俊光には泰山の軍人用腰吊鞄を、忠兵衛が背負い用に改造し、ランドセルにして使用していた。
分厚い本皮製のしっかりした仕立てで、蓋には☆のマークが付いている立派なものだった。
戦争が終わってからではあるが、学校からの帰り道、内子駅前にジープで乗りつけていた進駐軍兵士二、三人が、僕の前を下校していた俊光のランドセルに、指を指し目を奪われていたこともあった。
孝芳が入学した3年後にも、お下がりとしてこのランドセルを使用して、小学校在学中使用していたと思う。
年に一回の授業参観は、祖母ちゃんのタキノが必ず来てくれていた。
お婆ちゃんが来ている姿は珍しいので、子供たちには人気者で「鼻メガネの婆ちゃんが来たぞ・・・」とひやかし半分で僕に知らせてくれたりしていた。
内子で最初に覚えた歌は、子供たちが歌っていた・・・「ピストンはゴットントン、発動機はポコポコポン、ピーデル(ジーゼル)はトローン、クーイクイ、ゴーゴ鳴るのは潜水艦だー、ビー(タービン)」と「昔、昔、その昔、椎の木林の直ぐ傍に、小さなお山があったとさ、あったとさ、丸々坊主の禿山は、いつでも皆の笑いもの・・・」松山での軍国唱歌と違い、子供には新鮮だった。
この頃、学校で習った唱歌は「但馬守(たじまもり)の歌」で「香りも高い橘を、積んだお舟が今帰る、遠い国から積んできた花橘の・・・今帰る但馬守、但馬守」で、天皇の命を受けて「たじまもり」が香りの高貴な橘を、船に乗って南方の国へ探しに行き、橘を見つけて10年後に帰国したら、天皇は亡くなられた後だった・・・という歌でした。
2年の学芸会は合唱「うぐいす」でした。
「ケキョケキョうぐいす、ホーホケキョ。ホーホーうぐいす鳴かせましょ。
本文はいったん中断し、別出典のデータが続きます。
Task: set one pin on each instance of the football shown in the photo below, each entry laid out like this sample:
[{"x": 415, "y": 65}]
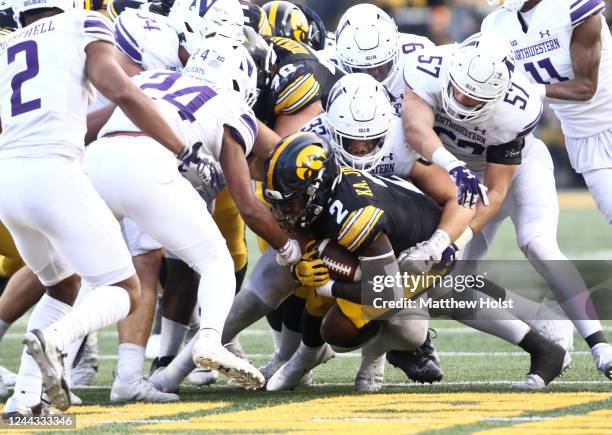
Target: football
[{"x": 342, "y": 264}]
山は白雪降るばかり・・・」と言うような歌でした。
内子へ疎開して来てから、半月も経ってない時期に、浦子から便りが来たのだろう。
祖父ちゃんが僕らに「松山の家の近所に天理教があるのか?」と問うてきた。
僕は「50メートルのとこにあるぜ・・・」と返事すると
「そこで一、二年生は授業するようになったから、帰って来いと祖母ちゃんが言うて来とるが、どうすりゃ?」ということだった。
僕は「松山へ帰ってもええか・・・」という気持ちも少しあったが、内子では空襲が無いし、のんびりした生活の中、やっと友達も出来て慣れてきていた。
俊光と相談すると、俊光は「絶対イヤ!」と一言で嫌がったので、僕も残ることに決めた。
俊光は数ヶ月前まで、内子に居たのだから、内子が居心地が良いに決まっていることだった。
確かに松山大空襲の前だっただけに、松山へ帰っていれば家族は、更に大混乱に巻き込まれていたことでしょう。